As the noble Lord, Lord Stevenson, intimated, Amendment 54A comes out of the same concern, but takes a slightly different view of the problem, placing the onus on the Secretary of State rather than Ofcom. The noble Lord, Lord Mitchell, spoke about fixed and mobile convergence, and at the heart of the concern here is that we are not talking about two separate markets when we talk about broadband and wireless; with the approval of BT’s acquisition of EE, one player not only has a dominant position in fixed line but already has the lion’s share of the spectrum already allocated, at 42%. As the noble Lord, Lord Stevenson, has said, this may come up in a different place, but it is at the heart of concerns expressed here.
Clearly the two weaker players were not allowed to join together, so we have an asymmetry in the wireless market, with two strong players and two weaker operators, which adds to the imbalance of spectrum allocation. We should be aware that spectrum allocation imbalance can clearly affect prices. It could affect access and also the speed with which technologies are rolled out: a land bank, or the equivalent, could be created.
It seems that Ofcom has already recognised this issue and is seeking to limit access to one of the bandwidths—the 2.3 gigahertz—but has not covered bands in the 3.4 gigahertz range so the principle appears to have been acknowledged by Ofcom but the measure has not been fully thought through. In a sense, we are debating how much of a problem this is, given that Ofcom has acknowledged that it is a problem.

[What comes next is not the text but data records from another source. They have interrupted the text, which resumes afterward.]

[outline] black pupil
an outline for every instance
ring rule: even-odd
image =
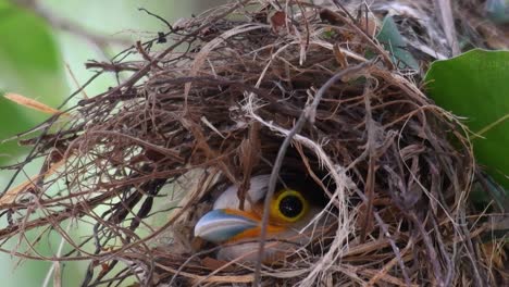
[[[302,201],[296,196],[287,196],[280,201],[280,211],[286,217],[296,217],[302,212]]]

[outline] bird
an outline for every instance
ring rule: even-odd
[[[264,198],[269,174],[252,176],[244,210],[239,209],[239,187],[227,187],[214,201],[212,210],[195,225],[195,237],[218,245],[218,260],[254,263],[258,261]],[[323,210],[320,186],[295,175],[278,176],[270,203],[265,248],[262,262],[273,263],[295,253],[323,234],[323,219],[312,220]],[[330,220],[330,219],[328,219]],[[319,224],[316,224],[319,223]],[[320,230],[320,232],[318,232]]]

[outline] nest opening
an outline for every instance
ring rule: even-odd
[[[126,83],[26,141],[46,157],[32,190],[40,197],[24,189],[3,203],[22,219],[4,234],[88,224],[91,235],[64,236],[73,250],[60,259],[91,259],[84,286],[250,284],[252,266],[218,262],[219,247],[193,228],[227,186],[281,169],[319,187],[326,209],[316,216],[334,222],[308,249],[264,265],[266,285],[496,280],[467,228],[470,142],[419,75],[396,70],[343,10],[243,3],[172,27],[163,51],[139,45],[142,63],[114,62],[135,71]],[[35,204],[50,215],[27,225]]]

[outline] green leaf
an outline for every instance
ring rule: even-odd
[[[436,61],[425,76],[429,95],[445,110],[465,116],[477,134],[479,163],[509,189],[509,51],[475,49]]]
[[[67,88],[63,63],[48,25],[29,11],[0,1],[0,89],[57,107]],[[2,95],[3,96],[3,95]],[[40,123],[48,115],[0,98],[0,140]],[[23,151],[0,144],[0,165]]]
[[[386,16],[376,39],[390,53],[393,63],[399,68],[412,68],[419,71],[419,63],[407,50],[407,42],[398,30],[398,26],[392,16]]]

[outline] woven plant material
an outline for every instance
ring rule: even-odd
[[[3,196],[0,237],[18,257],[87,260],[84,286],[244,286],[256,273],[262,286],[502,283],[468,202],[467,129],[392,61],[378,24],[340,5],[239,1],[181,21],[167,43],[89,63],[126,80],[23,140],[44,164]],[[215,259],[197,220],[273,169],[320,186],[316,222],[333,224],[261,271]],[[51,236],[70,248],[35,252]]]

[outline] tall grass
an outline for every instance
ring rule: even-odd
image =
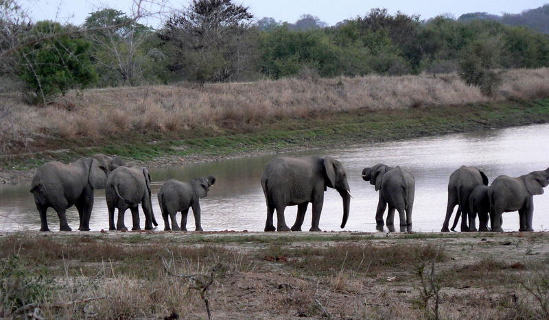
[[[30,106],[16,95],[3,95],[0,152],[25,152],[36,140],[108,139],[130,132],[180,134],[195,129],[242,130],[279,119],[357,109],[549,97],[549,68],[511,70],[502,77],[493,98],[483,96],[455,74],[95,89],[69,93],[43,107]]]

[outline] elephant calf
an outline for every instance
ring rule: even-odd
[[[476,215],[478,214],[478,231],[488,231],[488,214],[490,212],[488,186],[482,184],[473,189],[473,192],[469,196],[469,209],[473,221],[476,219]]]
[[[215,183],[215,177],[197,177],[182,182],[170,179],[159,190],[159,204],[164,219],[164,230],[170,231],[168,216],[172,219],[172,230],[187,231],[187,214],[192,208],[196,231],[202,231],[200,225],[200,199],[208,195],[209,187]],[[176,214],[181,212],[181,227],[177,225]]]
[[[532,218],[534,215],[534,195],[542,195],[544,188],[549,185],[549,168],[532,171],[520,177],[500,175],[488,189],[490,201],[490,224],[492,231],[502,232],[502,214],[519,212],[519,231],[534,231]]]
[[[145,213],[145,229],[152,230],[158,225],[152,211],[149,171],[138,166],[121,166],[115,169],[107,179],[105,197],[108,209],[108,230],[127,230],[124,225],[124,212],[132,212],[132,230],[141,229],[138,205]],[[115,228],[115,209],[118,209],[118,219]]]
[[[412,209],[414,206],[415,179],[412,173],[400,167],[391,168],[382,164],[362,170],[362,179],[373,184],[379,191],[379,201],[375,213],[375,222],[383,227],[383,213],[387,205],[387,226],[393,229],[395,210],[399,212],[400,225],[412,225]]]

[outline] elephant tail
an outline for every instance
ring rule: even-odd
[[[126,200],[126,199],[123,198],[121,195],[120,195],[120,193],[118,191],[118,185],[117,184],[115,184],[115,191],[116,191],[116,194],[117,194],[117,195],[118,195],[118,197],[121,199],[122,200],[124,200],[124,202],[126,202],[126,204],[131,204],[131,205],[135,205],[135,204],[132,203],[132,201],[130,201],[130,200]]]

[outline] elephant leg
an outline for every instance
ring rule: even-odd
[[[93,208],[93,189],[91,187],[89,189],[84,191],[84,194],[80,199],[80,203],[82,208],[80,225],[78,227],[78,230],[80,231],[90,231],[90,219],[91,218],[91,210]]]
[[[124,224],[124,212],[126,212],[126,208],[118,208],[118,219],[116,222],[117,230],[128,231],[128,228],[126,227],[126,225]]]
[[[181,227],[183,227],[185,231],[187,231],[187,227],[185,226],[187,225],[187,212],[189,212],[189,208],[188,208],[187,209],[181,211],[181,213],[183,214],[181,215]],[[179,225],[177,225],[177,219],[176,219],[176,214],[177,214],[177,211],[174,211],[174,212],[170,212],[170,219],[172,220],[172,230],[173,230],[173,231],[181,231],[181,228],[179,227]],[[185,217],[183,217],[183,216],[185,216]],[[183,219],[184,218],[185,218],[185,226],[183,225],[183,221],[184,221]]]
[[[309,206],[308,202],[297,205],[297,217],[296,217],[296,222],[292,226],[292,231],[301,231],[301,225],[303,225],[307,206]]]
[[[389,210],[387,210],[387,219],[386,220],[386,223],[387,225],[393,225],[395,224],[395,210],[396,208],[395,207],[391,207],[389,206]],[[384,208],[384,211],[385,209]],[[376,223],[376,225],[379,225],[379,223]],[[383,225],[383,213],[382,213],[382,224]],[[394,227],[393,227],[394,228]],[[389,230],[390,231],[390,230]]]
[[[265,231],[276,231],[277,228],[272,224],[272,214],[274,213],[274,207],[267,206],[267,221],[265,223]]]
[[[385,208],[387,208],[387,201],[379,194],[379,200],[377,201],[377,209],[375,210],[375,224],[377,225],[383,225],[383,213],[385,212]],[[387,223],[388,224],[388,222]]]
[[[204,231],[200,225],[200,206],[198,204],[193,206],[193,214],[194,215],[194,230]]]
[[[38,210],[38,213],[40,213],[40,231],[49,231],[49,228],[47,227],[47,215],[46,214],[47,207],[36,204],[36,208]]]
[[[290,231],[284,219],[285,207],[277,208],[277,231]]]
[[[139,208],[136,206],[130,208],[132,212],[132,230],[141,230],[141,227],[139,221]]]
[[[526,230],[524,231],[534,231],[532,227],[532,220],[534,217],[534,197],[530,196],[526,201],[526,206],[524,210],[524,220]]]
[[[59,231],[72,231],[69,223],[67,223],[67,215],[65,208],[56,208],[57,216],[59,217]]]
[[[454,207],[458,204],[458,198],[456,195],[452,192],[448,192],[448,203],[446,205],[446,217],[444,218],[444,222],[442,224],[442,232],[449,232],[448,225],[450,223],[450,218],[452,217],[452,212],[454,212]]]

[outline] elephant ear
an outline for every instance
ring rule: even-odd
[[[88,183],[94,189],[103,189],[107,182],[107,168],[101,161],[93,158],[88,158],[89,171],[88,172]]]
[[[370,181],[372,179],[372,168],[366,167],[362,169],[362,180]]]
[[[334,168],[334,158],[329,156],[327,156],[324,158],[324,170],[326,172],[326,176],[328,177],[328,186],[334,188],[336,186],[336,169]]]
[[[208,195],[208,184],[207,182],[202,181],[202,179],[194,179],[193,187],[194,192],[199,198],[204,198]]]
[[[484,173],[481,171],[480,170],[479,170],[478,172],[480,173],[480,176],[482,177],[482,184],[484,186],[487,186],[489,183],[488,177],[487,177]]]
[[[147,186],[147,190],[149,192],[149,195],[152,193],[150,190],[150,174],[146,168],[143,168],[143,175],[145,177],[145,185]]]
[[[372,177],[371,181],[375,181],[375,190],[379,191],[382,188],[382,181],[383,180],[383,175],[387,171],[387,167],[384,165],[379,166],[375,169]]]
[[[541,184],[533,173],[528,173],[524,177],[524,184],[526,185],[528,193],[532,195],[543,195],[544,188]]]

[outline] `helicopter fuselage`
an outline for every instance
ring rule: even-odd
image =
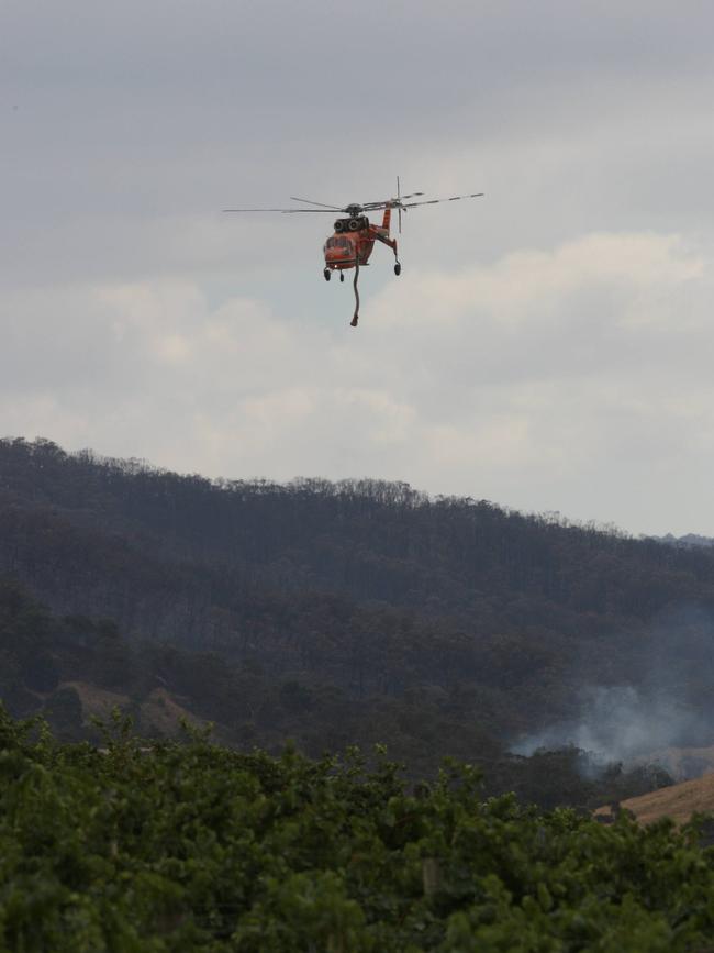
[[[355,211],[359,207],[355,207]],[[324,244],[325,267],[332,272],[344,272],[357,265],[366,265],[375,247],[375,242],[383,242],[397,254],[397,242],[389,236],[391,209],[384,209],[382,224],[372,225],[364,214],[352,214],[348,219],[337,219],[335,231]]]

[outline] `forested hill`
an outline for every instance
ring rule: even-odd
[[[674,630],[673,689],[704,703],[714,675],[714,552],[403,484],[208,480],[5,440],[0,573],[135,643],[349,698],[431,692],[500,736],[645,679]]]

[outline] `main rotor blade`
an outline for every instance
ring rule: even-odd
[[[326,204],[325,202],[313,202],[312,199],[299,199],[297,196],[290,196],[290,199],[293,202],[305,202],[309,206],[322,206],[323,209],[333,209],[333,211],[335,211],[335,212],[344,211],[344,209],[341,209],[339,206],[330,206],[330,204]]]
[[[290,209],[223,209],[224,212],[288,212]],[[302,209],[300,209],[302,211]]]
[[[471,192],[468,196],[451,196],[448,199],[428,199],[426,202],[406,202],[404,206],[405,209],[413,209],[416,206],[435,206],[438,202],[456,202],[459,199],[478,199],[479,196],[482,196],[483,192]]]
[[[224,212],[282,212],[283,215],[291,215],[295,212],[330,212],[334,215],[335,212],[341,212],[342,209],[223,209]]]
[[[424,192],[410,192],[409,196],[399,196],[395,199],[382,199],[379,202],[364,202],[362,209],[369,209],[369,211],[371,211],[371,212],[373,212],[375,209],[386,209],[389,206],[391,206],[392,208],[395,209],[399,207],[399,204],[401,202],[404,201],[404,199],[413,199],[416,196],[423,196],[423,195],[424,195]]]

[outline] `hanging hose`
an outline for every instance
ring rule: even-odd
[[[352,321],[349,322],[353,328],[357,326],[357,322],[359,321],[359,291],[357,290],[357,278],[359,278],[359,257],[355,257],[355,280],[353,281],[353,288],[355,289],[355,313],[353,315]]]

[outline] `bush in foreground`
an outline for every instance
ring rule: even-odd
[[[694,828],[482,802],[383,754],[241,754],[193,734],[102,750],[0,713],[0,949],[677,953],[714,937]]]

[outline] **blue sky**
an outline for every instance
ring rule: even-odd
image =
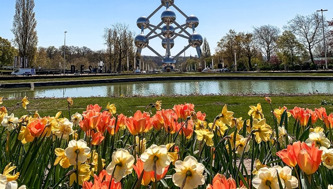
[[[0,0],[0,37],[11,40],[13,35],[13,18],[15,13],[15,0]],[[37,21],[39,46],[54,46],[58,48],[64,44],[64,31],[66,45],[86,46],[93,50],[105,49],[102,36],[105,28],[110,28],[116,23],[125,23],[136,34],[140,33],[136,25],[137,18],[148,16],[160,4],[159,0],[35,0],[35,12]],[[230,29],[236,32],[251,32],[253,27],[271,25],[282,30],[288,21],[296,14],[308,15],[320,9],[327,20],[333,19],[332,0],[175,0],[175,5],[186,14],[198,17],[200,24],[197,33],[206,37],[213,53],[216,43]],[[162,8],[150,19],[150,24],[160,22]],[[178,14],[176,21],[185,23],[185,18]],[[188,29],[189,32],[191,30]],[[147,34],[149,31],[145,31]],[[153,39],[149,45],[163,55],[160,40]],[[187,46],[187,40],[178,37],[175,40],[172,55],[175,55]],[[193,56],[195,49],[190,48],[186,55]],[[142,55],[153,55],[148,49]]]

This is, therefore, also a probing amendment, and it would place a requirement on the Government, rather than Ofcom, to assess the situation and come back with a thorough review of whether this really is an issue. Clearly there is a perception, but we need to measure that perception and publish some sort of assessment of whether 30% is the right limit and, indeed, whether there is a problem at all. I therefore ask your Lordships to consider this as a way of teasing out issues that, if they are not dealt with now, will come back to haunt us much later.